Sowohl unter dem Gesichtspunkt der Abfalleigenschaft nach dem AWG 2002 als auch zur Frage der Beitragspflicht nach dem ALSAG bringt die Beschwerdeführerin dann zusammengefasst vor, das von der belangten Behörde herangezogene Kriterium der "unbedingten bautechnischen Notwendigkeit" sei nach den gesetzlichen Grundlagen und nach der Rechtsprechung des Verwaltungsgerichtshofes weder für die Beurteilung des Abfallendes noch für das Bestehen einer Ausnahme von der Beitragspflicht relevant. Sollte die belangte Behörde aus der Formulierung in § 3 Abs. 1a Z 6 ALSAG "im unbedingt erforderlichen Ausmaß" herauslesen, dass die "unbedingte bautechnische Notwendigkeit" zu prüfen sei, so verwechsle sie offenbar die Frage nach dem "ob" mit der Frage nach dem "wie viel". Der eindeutige Wortlaut dieser Bestimmung ziele lediglich darauf, dass Abfälle nur in dem Ausmaß verwendet werden sollten, der durch eine Baumaßnahme gerechtfertigt sei, um zu verhindern, dass es "unter dem Schleier" der Baumaßnahme zu einer versteckten Beseitigung von Abfällen komme. Das habe mit der von der belangten Behörde thematisierten Frage nach der "unbedingten bautechnischen Notwendigkeit" nichts zu tun.

Zu der nach Ansicht der belangten Behörde fehlenden "exakten Chronologie des Einbaus nach Fraktionen" führt die Beschwerde - hinsichtlich beider Feststellungen - ins Treffen, auch dieses Kriterium sei den gesetzlichen Grundlagen nicht zu entnehmen. Weder für die Frage des Abfallendes noch für die Frage der Beitragsfreiheit sei es erforderlich, den Zeitpunkt des Einbaus exakt zu dokumentieren. § 3 Abs. 1a Z 6 ALSAG setze zwar voraus, dass durch ein Qualitätssicherungssystem gewährleistet werde, dass eine gleichbleibende Qualität gegeben sei. Das verlange der Gesetzgeber, damit es nicht zum Einbau chemisch belasteter und bautechnisch ungeeigneter Materialien komme, die zu einer Umweltgefährdung führen könnten. Eine exakte Chronologie des Einbaus sei für diese Zwecke nicht erforderlich. Abgesehen davon habe die Beschwerdeführerin die von der belangten Behörde diesbezüglich geforderten Informationen mit Schreiben vom 2. Mai 2007 übermittelt. Es bleibe völlig rätselhaft, warum die belangte Behörde diese Informationen nicht gewürdigt habe.
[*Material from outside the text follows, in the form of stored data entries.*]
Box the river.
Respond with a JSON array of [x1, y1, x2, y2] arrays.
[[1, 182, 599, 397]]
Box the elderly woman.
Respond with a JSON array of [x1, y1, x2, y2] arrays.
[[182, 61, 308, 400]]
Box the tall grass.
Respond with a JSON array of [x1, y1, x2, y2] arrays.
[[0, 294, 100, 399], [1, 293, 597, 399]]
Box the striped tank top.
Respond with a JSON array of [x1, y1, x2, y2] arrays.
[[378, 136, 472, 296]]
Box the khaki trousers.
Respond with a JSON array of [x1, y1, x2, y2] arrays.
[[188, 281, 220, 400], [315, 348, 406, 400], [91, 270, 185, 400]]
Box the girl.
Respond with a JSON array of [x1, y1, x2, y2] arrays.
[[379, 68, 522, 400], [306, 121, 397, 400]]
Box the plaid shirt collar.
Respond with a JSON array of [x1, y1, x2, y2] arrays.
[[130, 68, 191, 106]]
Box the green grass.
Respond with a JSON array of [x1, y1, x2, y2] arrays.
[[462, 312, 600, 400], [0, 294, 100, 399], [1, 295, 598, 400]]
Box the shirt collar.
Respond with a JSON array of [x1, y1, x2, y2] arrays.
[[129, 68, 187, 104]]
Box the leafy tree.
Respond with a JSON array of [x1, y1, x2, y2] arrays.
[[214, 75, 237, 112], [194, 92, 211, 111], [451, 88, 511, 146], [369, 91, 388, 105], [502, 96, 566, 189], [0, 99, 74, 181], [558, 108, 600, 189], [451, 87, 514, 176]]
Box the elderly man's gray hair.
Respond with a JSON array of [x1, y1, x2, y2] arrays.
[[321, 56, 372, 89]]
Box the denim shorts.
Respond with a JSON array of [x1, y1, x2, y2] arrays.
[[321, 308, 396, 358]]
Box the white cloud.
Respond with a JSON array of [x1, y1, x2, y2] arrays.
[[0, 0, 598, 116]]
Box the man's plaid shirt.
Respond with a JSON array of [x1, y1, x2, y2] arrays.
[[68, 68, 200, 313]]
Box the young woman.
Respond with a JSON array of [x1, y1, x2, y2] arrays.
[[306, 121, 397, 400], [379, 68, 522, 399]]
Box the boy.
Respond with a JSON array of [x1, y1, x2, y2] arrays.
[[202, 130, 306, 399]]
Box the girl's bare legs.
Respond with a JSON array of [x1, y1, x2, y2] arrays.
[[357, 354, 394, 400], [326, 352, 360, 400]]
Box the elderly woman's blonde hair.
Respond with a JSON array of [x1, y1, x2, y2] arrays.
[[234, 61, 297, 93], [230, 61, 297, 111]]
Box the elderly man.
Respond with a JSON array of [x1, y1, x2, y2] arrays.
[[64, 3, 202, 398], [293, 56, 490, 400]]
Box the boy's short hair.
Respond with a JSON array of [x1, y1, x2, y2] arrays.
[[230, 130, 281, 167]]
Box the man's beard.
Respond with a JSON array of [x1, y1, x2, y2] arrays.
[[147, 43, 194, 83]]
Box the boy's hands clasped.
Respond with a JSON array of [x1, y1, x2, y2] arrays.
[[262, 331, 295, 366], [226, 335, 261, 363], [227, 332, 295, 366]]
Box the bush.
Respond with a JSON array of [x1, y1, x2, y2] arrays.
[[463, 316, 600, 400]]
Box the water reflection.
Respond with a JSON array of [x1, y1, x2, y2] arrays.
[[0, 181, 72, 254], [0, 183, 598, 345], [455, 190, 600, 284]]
In Bezug auf die nach Ansicht der belangten Behörde nicht ermittelten Eluatgehalte verweist die Beschwerde darauf, dass die von der Beschwerdeführerin der BH übermittelten Unterlagen zweifelsfrei ergeben hätten, dass das eingebaute Bodenaushubmaterial die maßgeblichen Qualitätskriterien erfülle und davon kein höheres Umweltrisiko ausgehe als bei Verwendung eines vergleichbaren Primärrohstoffes. Mit der vorgelegten Gesamtbeurteilung sei das Material der Schlüsselnummer 31411 "Bodenaushub" mit den Spezifizierungen "30" und "31" zugeordnet worden. Nach Anlage 5 Punkt 1.2.1. der AbfallverzeichnisVO bedeute die Spezifizierung "30", dass das Bodenaushubmaterial der Klasse A 1 zuzuordnen und daher sogar für die Verwertung in landwirtschaftlichen Kultivierungsschichten geeignet sei. Die Spezifizierung "31" bedeute, dass das Material der Klasse A 2 zuzuordnen sei und somit zulässigerweise für Verfüllungen und nicht-landwirtschaftliche Rekultivierungsschichten verwendet werden könne. Die für diese Einstufungen maßgeblichen Parameter (auch die Eluatgehalte) seien jedenfalls sachverständig bewertet worden. Mit der gutachterlichen Zuordnung zu einer Schlüsselnummer und einer Spezifizierung - so brachte die Beschwerdeführerin in diesem Zusammenhang in der zweiten Replik ergänzend vor - sei eine eindeutige Aussage über die Eluatgehalte des Bodenaushubmaterials getroffen worden. Auf Basis der sich aus den von der Beschwerdeführerin vorgelegten Gutachten ergebenden Einstufung des eingebauten Aushubmaterials habe die BH zweifelsfrei davon ausgehen können, dass es sich bei diesem Material sogar um ein gemäß § 3 Abs. 1a Z 4 ALSAG beitragsfreies Bodenaushubmaterial iSd § 2 Abs. 17 ALSAG handle. Es bleibe rätselhaft, warum die belangte Behörde die sich aus den chemischen Analysen ergebenden Einstufungen des Materials unbeachtet gelassen habe.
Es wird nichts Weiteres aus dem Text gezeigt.